Now that we know the species we are dealing with, we may begin to search for answers to our many burning questions. For example, why are adult corm flies attracted to humans? It has been proposed that perhaps they land on humans as they would on any other substrate, but it is obvious to us that they swarm on us in much higher concentrations than on the surrounding substrates. So, are they attracted to us because we smell like carrion? Perhaps they wish to lay their eggs on us and this is just a case of mistaken identity. Originally we wondered if they could be feeding on us, but we do not observe them “licking” us with their proboscis (fly mouth-parts). Either way, we have found, as you may have wondered, showering does not deter them from swarming on us.

It is also apparent that some years have more flies than others, and it would be interesting to know exactly what factors affect their population. Is it just numbers of cormorants breeding, or do Corm Flies reproduce in greater numbers following a couple years of poor cormorant productivity?
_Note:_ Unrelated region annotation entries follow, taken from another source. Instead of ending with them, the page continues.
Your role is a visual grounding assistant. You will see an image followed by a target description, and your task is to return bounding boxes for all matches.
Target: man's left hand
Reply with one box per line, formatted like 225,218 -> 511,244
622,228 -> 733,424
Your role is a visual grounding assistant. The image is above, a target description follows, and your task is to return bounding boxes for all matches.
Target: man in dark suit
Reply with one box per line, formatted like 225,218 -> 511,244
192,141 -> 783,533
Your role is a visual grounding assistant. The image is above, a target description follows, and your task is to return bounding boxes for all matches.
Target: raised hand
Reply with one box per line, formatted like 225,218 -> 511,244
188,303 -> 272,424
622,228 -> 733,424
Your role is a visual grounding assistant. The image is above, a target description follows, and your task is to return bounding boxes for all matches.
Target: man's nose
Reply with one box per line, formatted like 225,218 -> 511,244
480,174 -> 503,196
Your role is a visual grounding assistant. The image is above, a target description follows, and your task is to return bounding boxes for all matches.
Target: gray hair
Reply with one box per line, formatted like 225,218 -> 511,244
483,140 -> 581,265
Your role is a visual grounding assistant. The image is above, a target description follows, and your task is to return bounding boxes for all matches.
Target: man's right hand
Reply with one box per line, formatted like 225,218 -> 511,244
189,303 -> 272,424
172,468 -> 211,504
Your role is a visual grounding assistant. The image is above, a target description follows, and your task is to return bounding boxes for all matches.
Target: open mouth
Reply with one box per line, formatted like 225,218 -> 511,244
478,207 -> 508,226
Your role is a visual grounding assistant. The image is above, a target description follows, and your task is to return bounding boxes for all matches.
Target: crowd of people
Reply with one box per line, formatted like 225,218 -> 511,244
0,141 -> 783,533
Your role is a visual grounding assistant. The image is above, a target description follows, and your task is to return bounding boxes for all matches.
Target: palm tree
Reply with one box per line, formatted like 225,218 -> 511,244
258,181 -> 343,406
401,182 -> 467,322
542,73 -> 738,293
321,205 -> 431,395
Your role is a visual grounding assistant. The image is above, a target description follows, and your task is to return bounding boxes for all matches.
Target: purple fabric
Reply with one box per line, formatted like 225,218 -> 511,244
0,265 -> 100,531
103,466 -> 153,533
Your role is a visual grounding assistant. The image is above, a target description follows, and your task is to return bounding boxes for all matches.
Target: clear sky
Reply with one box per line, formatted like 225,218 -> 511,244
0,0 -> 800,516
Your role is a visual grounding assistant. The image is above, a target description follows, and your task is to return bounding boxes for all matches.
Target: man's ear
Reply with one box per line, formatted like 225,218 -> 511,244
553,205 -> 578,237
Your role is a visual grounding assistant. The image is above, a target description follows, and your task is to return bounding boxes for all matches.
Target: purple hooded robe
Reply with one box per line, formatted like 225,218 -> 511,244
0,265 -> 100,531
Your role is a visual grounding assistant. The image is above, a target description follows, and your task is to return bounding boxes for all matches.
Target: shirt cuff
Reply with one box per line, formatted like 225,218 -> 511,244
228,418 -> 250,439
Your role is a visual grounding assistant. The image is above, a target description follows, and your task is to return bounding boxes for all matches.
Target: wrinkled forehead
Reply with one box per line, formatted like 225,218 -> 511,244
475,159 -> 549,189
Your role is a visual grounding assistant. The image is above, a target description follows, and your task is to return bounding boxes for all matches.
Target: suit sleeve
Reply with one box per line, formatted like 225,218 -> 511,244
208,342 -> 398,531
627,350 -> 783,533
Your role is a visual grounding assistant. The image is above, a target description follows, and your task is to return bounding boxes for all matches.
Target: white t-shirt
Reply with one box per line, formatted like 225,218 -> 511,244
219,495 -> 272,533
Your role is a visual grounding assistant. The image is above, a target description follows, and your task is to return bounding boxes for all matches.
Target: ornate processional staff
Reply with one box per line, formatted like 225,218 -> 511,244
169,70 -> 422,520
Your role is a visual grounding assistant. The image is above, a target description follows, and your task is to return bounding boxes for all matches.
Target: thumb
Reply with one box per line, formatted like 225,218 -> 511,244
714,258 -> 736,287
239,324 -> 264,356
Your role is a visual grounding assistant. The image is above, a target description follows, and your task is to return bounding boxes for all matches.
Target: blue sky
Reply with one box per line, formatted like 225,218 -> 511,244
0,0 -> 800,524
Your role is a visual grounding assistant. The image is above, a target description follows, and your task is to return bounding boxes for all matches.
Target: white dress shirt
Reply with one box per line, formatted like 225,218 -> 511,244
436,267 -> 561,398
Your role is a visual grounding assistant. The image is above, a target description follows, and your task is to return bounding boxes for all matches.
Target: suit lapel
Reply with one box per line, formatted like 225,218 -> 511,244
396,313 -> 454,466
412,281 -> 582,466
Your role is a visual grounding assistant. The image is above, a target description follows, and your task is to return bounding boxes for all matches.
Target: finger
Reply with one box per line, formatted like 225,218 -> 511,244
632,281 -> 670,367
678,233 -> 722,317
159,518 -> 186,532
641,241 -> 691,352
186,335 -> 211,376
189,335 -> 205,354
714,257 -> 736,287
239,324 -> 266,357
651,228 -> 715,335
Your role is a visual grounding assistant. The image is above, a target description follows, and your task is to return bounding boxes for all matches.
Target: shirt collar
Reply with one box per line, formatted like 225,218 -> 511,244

The last really big year for Corm Flies was in 2004, and an intern related his experience this way:

"A plague of flies during [my internship] provided few places for rest when outside, and howling NW winds became my friend. While on shark-watch, I would stand in the brunt of a gale, and watch flies launch out towards me from the protected south wall of the lighthouse, only to be immediately caught in the high winds and vanish. Standing there with a fly swatter I could kill 20 at a time, only to have 20 more instantly begin to feed on the smashed bodies of their cousins, which I would then swat again. But there was no end to this game... Scoping from behind the carpenter shop was perhaps worse still. Clothing had to cover EVERY bit of skin to avoid insanity. Only a small hole in your hood to view the eyepiece was possible. Afterward, your clothing was peppered in tiny fly turds, innocent enough until you contemplated the sheer number of them"

With a list of numerous unanswered questions, we look forward to delving deeper into researching these little buggers. Until then, though, we are simply trying to avoid being carted off the island in straitjackets. And we are extremely hopeful that our next blog will be about the swarm of birds that descended upon the island and devoured every last Corm Fly.